Under CT2030, tractor trailers transporting goods through Connecticut will pay user fees to compensate for the extreme wear and tear to our roads. Connecticut drivers will pay no tolls.
The great benefit of user fees is that they are a consistent form of revenue.
The GOP’s Fastr CT proposal would raid $1.6B from the Rainy Day Fund, reducing reserves from $2.4B to just $0.8B, a 67% reduction. The recklessness and risks of the GOP Fastr CT proposal are obvious given that the last recession reduced Connecticut tax revenues
by - wait for it -- $1.6B. GOP’s Fastr CT makes the historically and economically-unsupported assumption that current positive economic trends will continue indefinitely into the future, despite the warnings by economists that another recession is likely within the next few years.

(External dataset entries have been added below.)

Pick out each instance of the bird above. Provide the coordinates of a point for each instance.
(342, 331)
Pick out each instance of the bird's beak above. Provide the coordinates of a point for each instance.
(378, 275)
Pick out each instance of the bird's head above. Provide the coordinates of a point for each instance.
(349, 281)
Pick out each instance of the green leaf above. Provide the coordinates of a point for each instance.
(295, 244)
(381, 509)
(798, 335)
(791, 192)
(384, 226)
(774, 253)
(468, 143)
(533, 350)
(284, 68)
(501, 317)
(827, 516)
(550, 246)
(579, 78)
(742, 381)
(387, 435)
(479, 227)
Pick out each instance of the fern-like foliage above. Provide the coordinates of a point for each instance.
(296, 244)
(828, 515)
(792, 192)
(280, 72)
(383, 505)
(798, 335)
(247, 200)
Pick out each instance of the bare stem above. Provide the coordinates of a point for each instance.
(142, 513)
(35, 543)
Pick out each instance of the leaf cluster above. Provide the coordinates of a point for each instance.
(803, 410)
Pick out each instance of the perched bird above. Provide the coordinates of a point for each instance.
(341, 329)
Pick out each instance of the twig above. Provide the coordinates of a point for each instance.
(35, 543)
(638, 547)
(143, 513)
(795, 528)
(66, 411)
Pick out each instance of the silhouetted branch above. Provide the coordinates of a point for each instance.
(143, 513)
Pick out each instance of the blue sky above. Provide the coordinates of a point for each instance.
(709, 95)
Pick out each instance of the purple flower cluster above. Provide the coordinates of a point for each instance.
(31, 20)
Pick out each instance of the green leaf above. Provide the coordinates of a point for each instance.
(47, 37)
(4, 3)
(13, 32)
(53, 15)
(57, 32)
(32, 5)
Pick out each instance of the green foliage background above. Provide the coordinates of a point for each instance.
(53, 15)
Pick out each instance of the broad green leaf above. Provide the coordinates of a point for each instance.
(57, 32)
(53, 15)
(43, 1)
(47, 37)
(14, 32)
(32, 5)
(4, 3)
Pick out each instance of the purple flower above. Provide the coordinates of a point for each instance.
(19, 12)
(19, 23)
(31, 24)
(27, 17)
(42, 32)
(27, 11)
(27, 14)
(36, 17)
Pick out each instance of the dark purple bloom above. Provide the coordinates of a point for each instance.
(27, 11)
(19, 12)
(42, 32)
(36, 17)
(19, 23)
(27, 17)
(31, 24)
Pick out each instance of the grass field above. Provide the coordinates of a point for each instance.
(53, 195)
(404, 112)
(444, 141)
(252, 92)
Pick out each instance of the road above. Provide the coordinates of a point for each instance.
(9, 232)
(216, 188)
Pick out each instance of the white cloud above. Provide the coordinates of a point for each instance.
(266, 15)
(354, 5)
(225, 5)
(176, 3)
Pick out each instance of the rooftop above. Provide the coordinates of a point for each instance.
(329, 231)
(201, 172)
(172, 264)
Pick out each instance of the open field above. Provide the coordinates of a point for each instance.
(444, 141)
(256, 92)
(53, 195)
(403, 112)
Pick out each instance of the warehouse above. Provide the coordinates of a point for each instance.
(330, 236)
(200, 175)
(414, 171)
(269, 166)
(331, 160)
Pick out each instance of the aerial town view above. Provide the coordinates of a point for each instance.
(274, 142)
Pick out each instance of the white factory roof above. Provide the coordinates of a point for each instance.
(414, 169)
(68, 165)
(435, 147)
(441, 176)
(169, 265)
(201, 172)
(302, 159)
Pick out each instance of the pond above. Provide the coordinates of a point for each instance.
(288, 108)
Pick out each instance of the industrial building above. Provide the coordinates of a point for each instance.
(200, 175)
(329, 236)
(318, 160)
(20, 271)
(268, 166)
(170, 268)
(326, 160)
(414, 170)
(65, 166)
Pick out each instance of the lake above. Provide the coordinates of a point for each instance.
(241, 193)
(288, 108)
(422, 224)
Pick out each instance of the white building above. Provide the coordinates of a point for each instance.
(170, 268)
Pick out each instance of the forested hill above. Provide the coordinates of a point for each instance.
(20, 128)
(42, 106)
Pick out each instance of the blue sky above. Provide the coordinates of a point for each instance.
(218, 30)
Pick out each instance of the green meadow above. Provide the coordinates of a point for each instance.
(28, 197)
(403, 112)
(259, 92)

The grave dangers of raiding the Rainy Day Fund are not theoretical, but rather are directly known from state’s disastrous experience during Republican Gov. Rell’s administration. At the start of the last recession, the Rainy Day Fund totaled $1.4 billion. However, annual tax receipts dropped by $1.6 billion. The Rell Administration exhausted the entire fund to cover the lost tax receipts, another $950 million was spent to cover state operating expenses, School aid was cut 15%, and other critical state spending was also cut. Obviously then, the Republicans’ Fastr scheme is neither economically sound nor fiscally responsible and is just the latest needless effort by Republicans to further mortgage against the future.
Gov. Lamont’s CT2030 plan is the only fiscally responsible and economically sound option left on the table. It will preserve a healthy Rainy Day Fund, continue the governor’s accelerated program to pay down accumulated pension debt, and put Connecticut on a sound footing to finance desperately needed infrastructure improvements through a secure, long-term source of user fee system funded solely by transiting truckers. As a result, Connecticut’s economy will be a safer bet for businesses and residents alike.
The Ridgefield Democratic Town Committee provides the column.